What about a bunch of random guesses which happen to overlap with the predictions of a sophisticated climate model? Do those guesses have any value at all? Is there more to a model than just an input-output scheme? Does the internal mechanism of the scheme matter? Faced with some of the most complicated systems in the universe, do "sophisticated" macroeconomics and climate models really have any substantial difference from mere guesses?

(For those who are interested, here is a paper that compares the pros and cons of the Delphi Method and the prediction markets.)

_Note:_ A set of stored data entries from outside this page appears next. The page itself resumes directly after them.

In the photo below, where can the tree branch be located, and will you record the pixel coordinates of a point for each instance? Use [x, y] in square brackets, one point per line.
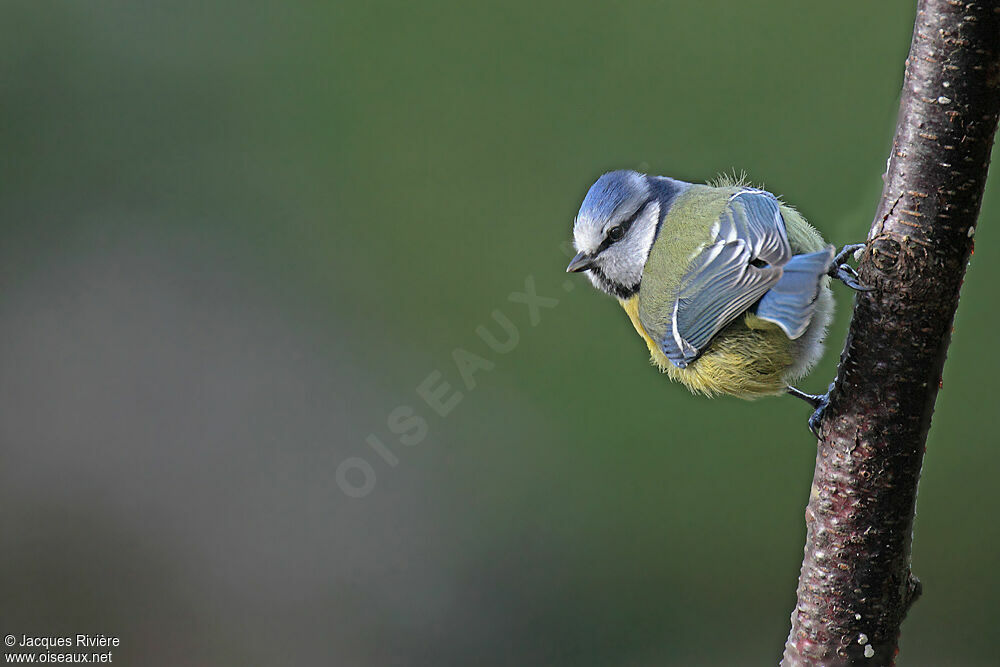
[855, 585]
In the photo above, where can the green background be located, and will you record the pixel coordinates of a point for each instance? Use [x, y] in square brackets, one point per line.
[236, 236]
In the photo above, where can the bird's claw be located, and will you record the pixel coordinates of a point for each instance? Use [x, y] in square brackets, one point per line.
[844, 272]
[819, 403]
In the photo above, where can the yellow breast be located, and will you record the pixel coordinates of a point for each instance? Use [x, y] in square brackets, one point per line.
[746, 359]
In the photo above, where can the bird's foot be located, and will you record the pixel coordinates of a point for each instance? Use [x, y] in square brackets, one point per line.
[844, 272]
[819, 403]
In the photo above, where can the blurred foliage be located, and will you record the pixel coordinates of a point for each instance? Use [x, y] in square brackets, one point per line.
[375, 179]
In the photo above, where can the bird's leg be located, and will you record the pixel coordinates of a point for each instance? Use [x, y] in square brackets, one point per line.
[819, 403]
[843, 271]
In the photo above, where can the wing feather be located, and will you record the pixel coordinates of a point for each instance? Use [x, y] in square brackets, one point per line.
[722, 282]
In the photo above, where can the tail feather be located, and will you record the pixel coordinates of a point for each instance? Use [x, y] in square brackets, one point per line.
[791, 302]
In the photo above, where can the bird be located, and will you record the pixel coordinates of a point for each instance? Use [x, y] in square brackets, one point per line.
[728, 286]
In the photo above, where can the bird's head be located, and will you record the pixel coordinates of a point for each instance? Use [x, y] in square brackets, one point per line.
[615, 229]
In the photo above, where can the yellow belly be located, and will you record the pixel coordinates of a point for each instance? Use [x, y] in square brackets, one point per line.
[747, 359]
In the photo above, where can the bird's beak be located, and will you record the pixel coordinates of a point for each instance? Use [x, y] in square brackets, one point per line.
[579, 263]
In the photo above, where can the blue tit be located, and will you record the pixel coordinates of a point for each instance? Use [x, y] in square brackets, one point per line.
[728, 286]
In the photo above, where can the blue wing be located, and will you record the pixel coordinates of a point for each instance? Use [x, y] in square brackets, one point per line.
[728, 275]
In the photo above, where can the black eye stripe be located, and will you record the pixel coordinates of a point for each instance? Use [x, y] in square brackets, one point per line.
[625, 226]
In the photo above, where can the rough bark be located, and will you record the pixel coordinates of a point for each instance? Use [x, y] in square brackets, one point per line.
[855, 585]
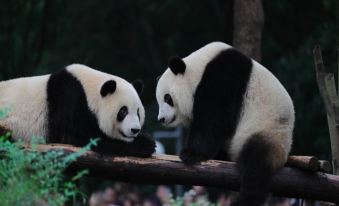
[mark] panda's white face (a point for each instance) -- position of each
(121, 113)
(175, 100)
(176, 86)
(114, 101)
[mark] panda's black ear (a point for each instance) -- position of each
(177, 65)
(108, 88)
(138, 86)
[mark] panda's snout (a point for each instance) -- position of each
(161, 120)
(135, 130)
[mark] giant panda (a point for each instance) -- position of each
(234, 106)
(74, 105)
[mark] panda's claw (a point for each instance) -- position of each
(191, 157)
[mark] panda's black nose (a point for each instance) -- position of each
(135, 131)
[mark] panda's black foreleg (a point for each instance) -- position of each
(142, 146)
(256, 169)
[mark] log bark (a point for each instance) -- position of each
(328, 92)
(309, 163)
(166, 169)
(247, 27)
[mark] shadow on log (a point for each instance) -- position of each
(167, 169)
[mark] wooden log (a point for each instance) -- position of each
(309, 163)
(166, 169)
(329, 94)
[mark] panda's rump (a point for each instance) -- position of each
(25, 100)
(267, 110)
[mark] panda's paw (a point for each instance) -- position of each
(145, 145)
(191, 157)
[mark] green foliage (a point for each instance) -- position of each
(33, 178)
(134, 39)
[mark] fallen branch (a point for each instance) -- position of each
(166, 169)
(304, 162)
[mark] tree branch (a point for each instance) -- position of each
(166, 169)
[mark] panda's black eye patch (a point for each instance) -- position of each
(168, 100)
(122, 113)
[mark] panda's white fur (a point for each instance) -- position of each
(265, 103)
(267, 109)
(183, 86)
(26, 99)
(266, 116)
(107, 108)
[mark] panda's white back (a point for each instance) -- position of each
(267, 108)
(25, 99)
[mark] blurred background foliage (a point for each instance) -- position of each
(134, 39)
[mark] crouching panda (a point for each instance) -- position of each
(232, 105)
(75, 104)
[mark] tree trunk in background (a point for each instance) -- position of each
(247, 27)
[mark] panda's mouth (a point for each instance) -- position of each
(173, 119)
(125, 136)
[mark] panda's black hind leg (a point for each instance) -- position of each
(256, 168)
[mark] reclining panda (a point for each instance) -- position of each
(76, 104)
(232, 104)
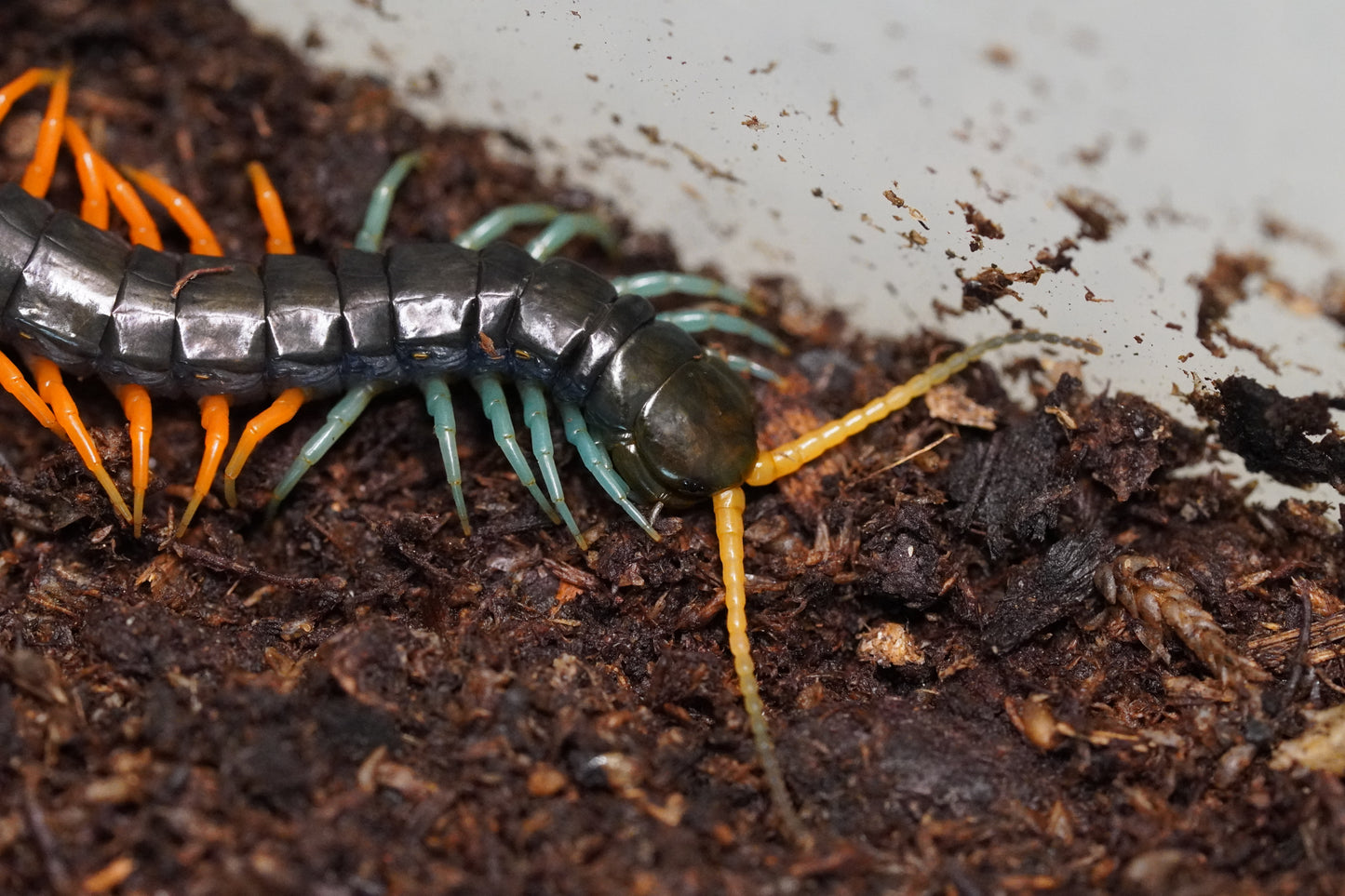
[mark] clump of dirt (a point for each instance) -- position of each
(358, 699)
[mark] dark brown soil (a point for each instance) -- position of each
(356, 699)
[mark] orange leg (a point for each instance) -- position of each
(182, 210)
(214, 417)
(14, 382)
(24, 84)
(135, 401)
(278, 238)
(277, 415)
(36, 178)
(93, 208)
(144, 232)
(54, 392)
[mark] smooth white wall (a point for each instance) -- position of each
(1220, 112)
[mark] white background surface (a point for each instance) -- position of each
(1211, 116)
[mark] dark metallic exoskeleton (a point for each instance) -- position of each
(679, 424)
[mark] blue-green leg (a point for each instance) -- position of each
(540, 424)
(567, 228)
(704, 319)
(739, 364)
(504, 220)
(652, 284)
(600, 464)
(438, 403)
(339, 419)
(370, 235)
(496, 410)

The wisdom of crowds and the success of collective intelligence have created a lot of headaches for auction participants. Regardless of what is being auctioned (e.g. a company, an oil well, a ton of tuna fish), it turns out that the average bid usually corresponds the correct value. Of course the winner is not the average bidder. Hence he is cursed from the beginning. The fact that he has won means that he has overpaid by bidding more than the average estimate.

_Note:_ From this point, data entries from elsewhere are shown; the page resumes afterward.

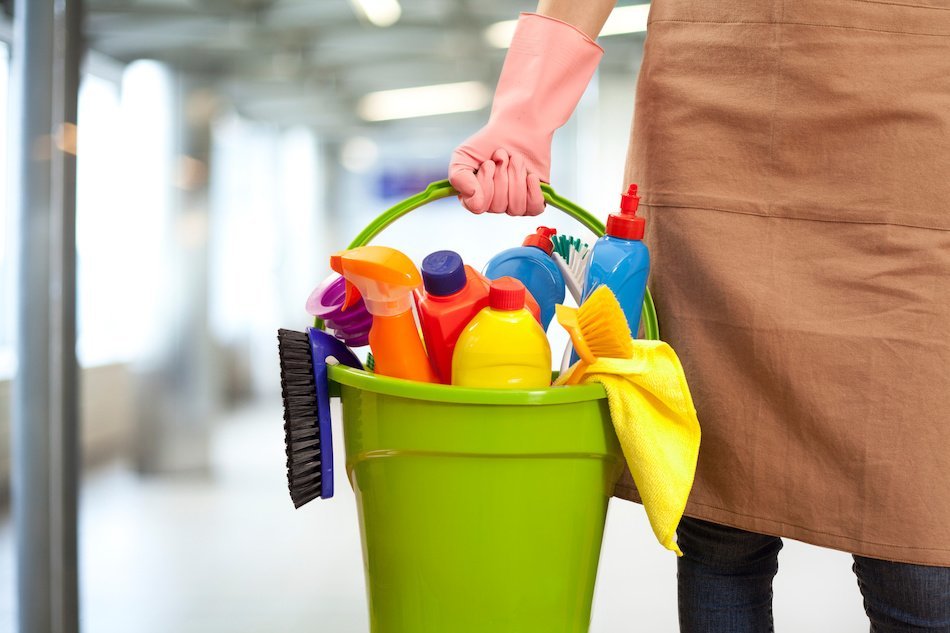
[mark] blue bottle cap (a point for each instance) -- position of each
(443, 273)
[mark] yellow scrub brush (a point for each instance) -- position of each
(598, 329)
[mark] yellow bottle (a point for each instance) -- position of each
(503, 347)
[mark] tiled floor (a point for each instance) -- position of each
(231, 555)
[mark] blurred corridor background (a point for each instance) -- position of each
(223, 149)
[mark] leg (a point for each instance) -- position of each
(901, 598)
(725, 578)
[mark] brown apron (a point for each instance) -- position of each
(794, 160)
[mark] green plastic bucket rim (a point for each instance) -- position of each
(385, 385)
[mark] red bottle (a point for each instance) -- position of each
(454, 294)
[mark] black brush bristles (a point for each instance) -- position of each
(301, 427)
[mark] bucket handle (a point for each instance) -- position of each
(442, 189)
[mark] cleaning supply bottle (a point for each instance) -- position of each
(532, 265)
(386, 279)
(454, 293)
(529, 303)
(503, 346)
(621, 261)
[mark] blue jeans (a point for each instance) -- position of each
(725, 585)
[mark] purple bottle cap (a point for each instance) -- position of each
(358, 321)
(326, 300)
(443, 273)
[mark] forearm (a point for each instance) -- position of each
(587, 15)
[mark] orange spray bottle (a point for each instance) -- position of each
(386, 279)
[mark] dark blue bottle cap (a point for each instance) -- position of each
(443, 273)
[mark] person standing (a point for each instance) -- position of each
(794, 164)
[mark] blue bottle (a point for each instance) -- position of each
(620, 259)
(531, 264)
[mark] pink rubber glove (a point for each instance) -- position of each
(547, 69)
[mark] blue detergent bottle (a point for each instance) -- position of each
(531, 264)
(621, 260)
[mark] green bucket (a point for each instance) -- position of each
(481, 510)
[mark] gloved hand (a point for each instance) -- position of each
(546, 70)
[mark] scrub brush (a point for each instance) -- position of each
(570, 255)
(598, 329)
(305, 391)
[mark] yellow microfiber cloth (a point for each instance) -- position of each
(655, 421)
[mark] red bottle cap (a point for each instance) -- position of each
(541, 239)
(506, 293)
(627, 224)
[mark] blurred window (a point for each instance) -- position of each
(122, 206)
(7, 230)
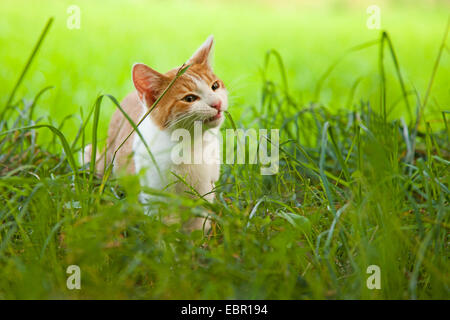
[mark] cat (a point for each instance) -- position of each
(197, 95)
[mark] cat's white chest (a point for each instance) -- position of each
(157, 174)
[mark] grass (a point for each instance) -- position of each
(356, 187)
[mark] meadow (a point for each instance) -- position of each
(364, 152)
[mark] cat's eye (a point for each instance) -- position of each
(215, 86)
(190, 98)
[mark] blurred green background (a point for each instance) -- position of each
(309, 35)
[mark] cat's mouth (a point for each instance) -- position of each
(216, 117)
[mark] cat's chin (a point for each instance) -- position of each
(214, 121)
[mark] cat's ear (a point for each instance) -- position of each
(148, 82)
(203, 55)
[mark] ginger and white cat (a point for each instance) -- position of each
(197, 95)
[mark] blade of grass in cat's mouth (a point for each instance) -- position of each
(216, 117)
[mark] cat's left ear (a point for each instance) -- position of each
(203, 55)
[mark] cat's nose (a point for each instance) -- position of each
(217, 105)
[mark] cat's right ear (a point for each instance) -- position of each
(148, 82)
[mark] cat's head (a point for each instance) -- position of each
(198, 94)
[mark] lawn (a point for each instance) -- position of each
(363, 179)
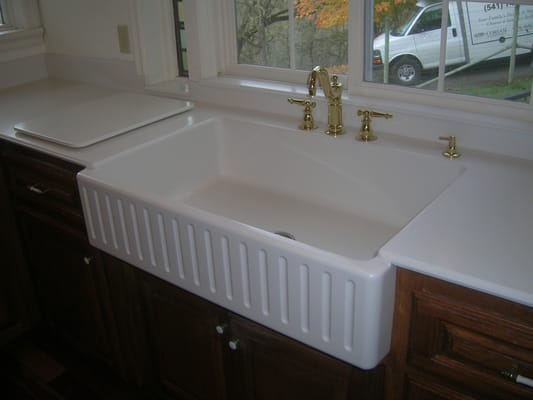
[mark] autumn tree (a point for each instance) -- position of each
(321, 35)
(325, 14)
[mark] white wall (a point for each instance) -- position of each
(85, 28)
(82, 42)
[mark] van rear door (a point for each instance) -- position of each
(426, 35)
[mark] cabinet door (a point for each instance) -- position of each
(67, 277)
(459, 337)
(267, 365)
(185, 346)
(16, 311)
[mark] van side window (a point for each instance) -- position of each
(429, 20)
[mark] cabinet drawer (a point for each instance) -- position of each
(470, 338)
(43, 183)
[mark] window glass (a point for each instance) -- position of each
(2, 20)
(295, 34)
(488, 47)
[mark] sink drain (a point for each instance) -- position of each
(285, 234)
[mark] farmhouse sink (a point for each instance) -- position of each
(279, 225)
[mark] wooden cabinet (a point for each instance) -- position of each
(452, 342)
(66, 271)
(201, 351)
(267, 365)
(17, 311)
(185, 348)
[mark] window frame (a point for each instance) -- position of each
(4, 8)
(355, 84)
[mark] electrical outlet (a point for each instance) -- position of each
(123, 39)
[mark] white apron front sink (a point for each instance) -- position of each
(200, 208)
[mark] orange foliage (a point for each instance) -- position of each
(324, 13)
(389, 8)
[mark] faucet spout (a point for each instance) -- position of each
(333, 92)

Here is a short description of the Winner's Curse from Wikipedia:

"In a common value auction, the auctioned item is of roughly equal value to all bidders, but the bidders don't know the item's market value when they bid. Each player independently estimates the value of the item before bidding. The winner of an auction is, of course, the bidder who submits the highest bid. Since the auctioned item is worth roughly the same to all bidders, they are distinguished only by their respective estimates. The winner, then, is the bidder making the highest estimate. If we assume that the average bid is accurate, then the highest bidder overestimates the item's value. Thus, the auction's winner is likely to overpay."

Can we apply this idea to climatology? Some models receive more policy and public attention than others. Media, for example, usually focuses on the impact value of the news reported. Hence it is naturally biased towards picking and publishing papers that make attention-grabbing and exciting predictions. We can imagine this whole process as an auction. The research teams submit their models as bids. Models with unexciting predictions are considered as not news-worthy. (Even academic journals seem to be biased against such papers.) The winner of this auction is going to be the model that predicts the most dire scenario. What will be the Winner's Curse? It will be the reputational cost that will be incurred in the long run for creating a model that was far off the truth. Of course the verification process will take a very long time. By the end of it, all academicians involved in the production of the winning model will probably be dead. Hence, when discounted to today, the cost of reputational loss is not that much. Consequently, the participants in this auction will care very little about the winner's curse. (i.e. There will not be any shifts in the bidding behavior.)

What is considered by the media as attention-grabbing seems to be changing. Climate models predicting dire scenarios have become so commonplace that important newspapers are now providing space to sceptical views of these models.

P.S. The validity of a proposition rests partly on the nature of the methodology used. How about the validity of the methodology itself? The usefulness of the Delphi Method can not reached by an application of the Delphi Method...